LostRuins / koboldcpp

Run GGUF models easily with a KoboldAI UI. One File. Zero Install.

https://github.com/lostruins/koboldcpp

GNU Affero General Public License v3.0

5.35k stars 364 forks source link

Make token bans work in SillyTavern #1153

Closed mayaeary closed 1 month ago

mayaeary commented 1 month ago

What's changed:

Increased max logit_bias and banned_tokens size, because I've found out that 24 is not enough for some very sloppy models
Added a parameter banned_token_ids to genparams to be able to ban tokens by id
Adapted some names to work with SillyTavern (checked on 1.12.6)

Unfortunately, it seems that banned_phrases is broken now, it causes an access violaton (model Rocinante-12B-v1.Q8_0), so I couldn't check if that work.

(Banned Phrase Detected: shivers down her spine - Add ID 2641 to banlist at index 57, and rewinding 5 tokens) ['ivers (2641)', ] exception: access violation reading 0x000001AAB2ACA000

LostRuins commented 1 month ago

I can probably increase the limit up to 32, but 64 is going to add quite a lot of overhead, so I would want to avoid that if possible.
If you want to ban a token by ID, you should use logit_bias instead which already exists, and does not need to be added.
I will match the banned_strings as you suggest for ST.

LostRuins commented 1 month ago

Does it still crash after I've merged your latest PR?

LostRuins commented 1 month ago

See https://github.com/LostRuins/koboldcpp/commit/d75cbd671d0c241fccde1eed26e598eab6519dd9

Also, is banned_token_ids a sillytavern feature?

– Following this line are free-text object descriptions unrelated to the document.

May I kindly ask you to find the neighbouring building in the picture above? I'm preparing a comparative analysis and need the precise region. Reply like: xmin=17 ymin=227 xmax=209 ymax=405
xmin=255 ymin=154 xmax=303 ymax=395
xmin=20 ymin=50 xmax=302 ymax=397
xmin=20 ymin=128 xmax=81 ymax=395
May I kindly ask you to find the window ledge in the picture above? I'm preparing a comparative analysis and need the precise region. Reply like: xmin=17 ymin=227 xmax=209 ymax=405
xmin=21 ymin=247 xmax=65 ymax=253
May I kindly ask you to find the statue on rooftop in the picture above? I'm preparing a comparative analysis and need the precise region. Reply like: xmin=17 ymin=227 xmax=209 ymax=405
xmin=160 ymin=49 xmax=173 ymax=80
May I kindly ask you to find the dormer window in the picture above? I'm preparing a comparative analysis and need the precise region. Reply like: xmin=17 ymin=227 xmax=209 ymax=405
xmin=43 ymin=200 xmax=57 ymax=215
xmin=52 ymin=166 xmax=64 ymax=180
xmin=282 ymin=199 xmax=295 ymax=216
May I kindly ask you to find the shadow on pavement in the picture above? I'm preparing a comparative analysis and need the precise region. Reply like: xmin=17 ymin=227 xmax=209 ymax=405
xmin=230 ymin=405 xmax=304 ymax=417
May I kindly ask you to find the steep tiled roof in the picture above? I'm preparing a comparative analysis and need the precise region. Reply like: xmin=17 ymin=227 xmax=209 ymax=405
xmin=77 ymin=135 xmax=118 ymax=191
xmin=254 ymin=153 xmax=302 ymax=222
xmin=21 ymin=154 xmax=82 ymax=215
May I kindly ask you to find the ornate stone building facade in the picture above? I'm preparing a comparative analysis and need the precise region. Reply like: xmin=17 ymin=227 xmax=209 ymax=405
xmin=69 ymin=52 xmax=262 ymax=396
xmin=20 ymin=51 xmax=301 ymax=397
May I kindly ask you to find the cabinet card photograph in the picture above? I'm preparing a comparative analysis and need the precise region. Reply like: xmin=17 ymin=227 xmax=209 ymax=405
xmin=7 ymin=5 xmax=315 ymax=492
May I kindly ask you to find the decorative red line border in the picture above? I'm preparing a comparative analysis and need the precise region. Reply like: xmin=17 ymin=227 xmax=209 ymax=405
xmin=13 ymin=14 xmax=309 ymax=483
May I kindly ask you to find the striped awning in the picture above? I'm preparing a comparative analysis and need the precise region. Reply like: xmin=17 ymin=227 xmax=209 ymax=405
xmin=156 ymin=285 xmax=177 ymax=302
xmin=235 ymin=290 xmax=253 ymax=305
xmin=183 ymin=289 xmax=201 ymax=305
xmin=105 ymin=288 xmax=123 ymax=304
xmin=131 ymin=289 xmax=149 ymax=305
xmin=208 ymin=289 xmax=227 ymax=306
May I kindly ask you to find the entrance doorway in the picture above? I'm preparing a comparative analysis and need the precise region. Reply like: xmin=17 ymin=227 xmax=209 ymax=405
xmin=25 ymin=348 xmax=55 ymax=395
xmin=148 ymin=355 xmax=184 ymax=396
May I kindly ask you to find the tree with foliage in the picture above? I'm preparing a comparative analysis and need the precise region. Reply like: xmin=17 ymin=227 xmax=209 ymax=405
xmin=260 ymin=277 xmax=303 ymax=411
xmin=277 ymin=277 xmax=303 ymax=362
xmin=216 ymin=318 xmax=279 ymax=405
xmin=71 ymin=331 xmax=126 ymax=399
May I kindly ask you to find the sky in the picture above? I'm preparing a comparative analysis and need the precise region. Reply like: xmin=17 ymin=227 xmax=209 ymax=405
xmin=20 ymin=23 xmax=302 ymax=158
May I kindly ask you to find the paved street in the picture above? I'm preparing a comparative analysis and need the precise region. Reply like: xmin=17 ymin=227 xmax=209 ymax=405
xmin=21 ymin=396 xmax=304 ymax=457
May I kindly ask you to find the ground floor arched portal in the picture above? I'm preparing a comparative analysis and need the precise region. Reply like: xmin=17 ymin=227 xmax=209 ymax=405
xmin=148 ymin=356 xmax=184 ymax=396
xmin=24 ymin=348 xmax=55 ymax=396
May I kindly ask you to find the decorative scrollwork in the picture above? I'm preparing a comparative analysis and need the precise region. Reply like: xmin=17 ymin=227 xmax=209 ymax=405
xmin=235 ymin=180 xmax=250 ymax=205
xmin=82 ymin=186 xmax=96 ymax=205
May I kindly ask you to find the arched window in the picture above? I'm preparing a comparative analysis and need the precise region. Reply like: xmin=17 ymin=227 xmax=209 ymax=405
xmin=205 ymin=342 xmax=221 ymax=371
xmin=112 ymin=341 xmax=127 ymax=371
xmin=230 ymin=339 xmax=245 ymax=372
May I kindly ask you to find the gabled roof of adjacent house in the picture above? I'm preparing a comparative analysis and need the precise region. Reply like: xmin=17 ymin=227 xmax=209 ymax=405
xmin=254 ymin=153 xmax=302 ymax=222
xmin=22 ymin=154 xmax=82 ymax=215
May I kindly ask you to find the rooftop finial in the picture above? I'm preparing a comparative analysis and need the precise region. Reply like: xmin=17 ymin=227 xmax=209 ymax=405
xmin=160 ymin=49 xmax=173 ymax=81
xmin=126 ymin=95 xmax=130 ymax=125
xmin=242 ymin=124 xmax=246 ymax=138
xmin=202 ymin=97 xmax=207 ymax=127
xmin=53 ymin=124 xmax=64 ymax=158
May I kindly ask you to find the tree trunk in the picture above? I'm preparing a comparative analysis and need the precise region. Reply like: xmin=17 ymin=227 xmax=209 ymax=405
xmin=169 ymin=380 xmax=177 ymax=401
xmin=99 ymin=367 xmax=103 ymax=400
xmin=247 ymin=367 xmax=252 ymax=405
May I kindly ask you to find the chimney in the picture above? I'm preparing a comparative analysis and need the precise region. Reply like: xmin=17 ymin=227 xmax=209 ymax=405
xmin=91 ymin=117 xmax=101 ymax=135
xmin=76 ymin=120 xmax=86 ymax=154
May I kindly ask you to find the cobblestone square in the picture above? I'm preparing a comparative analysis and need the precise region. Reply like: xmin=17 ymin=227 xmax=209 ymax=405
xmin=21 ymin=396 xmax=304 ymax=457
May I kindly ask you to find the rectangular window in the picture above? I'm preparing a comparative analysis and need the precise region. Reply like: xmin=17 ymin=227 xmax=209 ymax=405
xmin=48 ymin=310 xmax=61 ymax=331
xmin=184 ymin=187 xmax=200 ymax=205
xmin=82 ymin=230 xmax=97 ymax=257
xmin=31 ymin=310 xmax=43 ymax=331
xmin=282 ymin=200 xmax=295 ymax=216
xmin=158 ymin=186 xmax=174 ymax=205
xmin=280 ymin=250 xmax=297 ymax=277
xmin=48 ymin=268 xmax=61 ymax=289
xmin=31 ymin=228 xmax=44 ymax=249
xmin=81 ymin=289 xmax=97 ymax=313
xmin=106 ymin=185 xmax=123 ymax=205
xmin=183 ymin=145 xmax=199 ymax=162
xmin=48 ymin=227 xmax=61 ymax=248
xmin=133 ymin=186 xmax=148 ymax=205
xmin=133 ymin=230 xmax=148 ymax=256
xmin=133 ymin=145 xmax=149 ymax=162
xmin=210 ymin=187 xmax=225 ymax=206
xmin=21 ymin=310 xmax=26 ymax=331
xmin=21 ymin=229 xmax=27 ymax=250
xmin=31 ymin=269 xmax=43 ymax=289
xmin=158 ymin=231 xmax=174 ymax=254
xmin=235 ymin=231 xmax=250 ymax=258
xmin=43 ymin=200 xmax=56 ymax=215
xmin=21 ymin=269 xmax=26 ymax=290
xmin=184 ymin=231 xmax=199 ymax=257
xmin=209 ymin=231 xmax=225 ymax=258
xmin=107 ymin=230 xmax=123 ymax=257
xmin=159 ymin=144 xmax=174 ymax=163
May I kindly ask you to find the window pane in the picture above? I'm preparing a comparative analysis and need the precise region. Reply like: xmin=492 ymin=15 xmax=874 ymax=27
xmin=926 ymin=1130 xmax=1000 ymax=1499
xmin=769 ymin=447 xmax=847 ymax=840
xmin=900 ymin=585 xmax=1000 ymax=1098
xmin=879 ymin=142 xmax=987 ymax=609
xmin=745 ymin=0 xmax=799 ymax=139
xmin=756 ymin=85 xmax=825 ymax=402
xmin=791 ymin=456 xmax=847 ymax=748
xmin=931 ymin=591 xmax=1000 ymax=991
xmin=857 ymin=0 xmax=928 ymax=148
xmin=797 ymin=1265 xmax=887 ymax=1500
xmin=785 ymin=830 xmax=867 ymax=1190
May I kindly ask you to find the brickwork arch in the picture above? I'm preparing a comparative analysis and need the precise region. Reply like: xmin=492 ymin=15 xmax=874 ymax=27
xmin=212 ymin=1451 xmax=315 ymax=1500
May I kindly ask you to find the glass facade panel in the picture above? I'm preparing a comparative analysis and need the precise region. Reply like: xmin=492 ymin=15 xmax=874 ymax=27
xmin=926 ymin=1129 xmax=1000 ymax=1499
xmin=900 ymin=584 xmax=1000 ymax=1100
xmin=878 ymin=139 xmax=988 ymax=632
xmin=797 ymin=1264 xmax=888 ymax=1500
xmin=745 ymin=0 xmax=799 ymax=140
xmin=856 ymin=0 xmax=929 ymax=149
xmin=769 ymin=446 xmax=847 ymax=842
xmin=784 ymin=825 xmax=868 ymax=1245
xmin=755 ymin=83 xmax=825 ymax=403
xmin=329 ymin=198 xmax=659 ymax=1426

I can alias that into logit_bias = -1000 if it is used. It will have the same effect.

mayaeary commented 1 month ago

Does it still crash after I've merged your latest PR?

With that fix it works well now.

going to add quite a lot of overhead

Where is that overhead is going from? As far as I understand the source, the tokens transferred to cpp part once per request, so 32 or 64 is not much difference. And in the actual applying of bans, it's anyway iterating to the banned_token_ids.size(). This limit is applied only when you transfer genparams from python to the cpp. It's much more frustrating, when you add token ban/logit bias and desperately try to figure out why it's not working.

Also, is banned_token_ids a sillytavern feature?

No, sillytavern uses custom_token_bans as string of token ids: 1,2,3,444,42,69.

LostRuins commented 1 month ago

looks good enough to merge for now, might add some sanity checks for bad formatting later.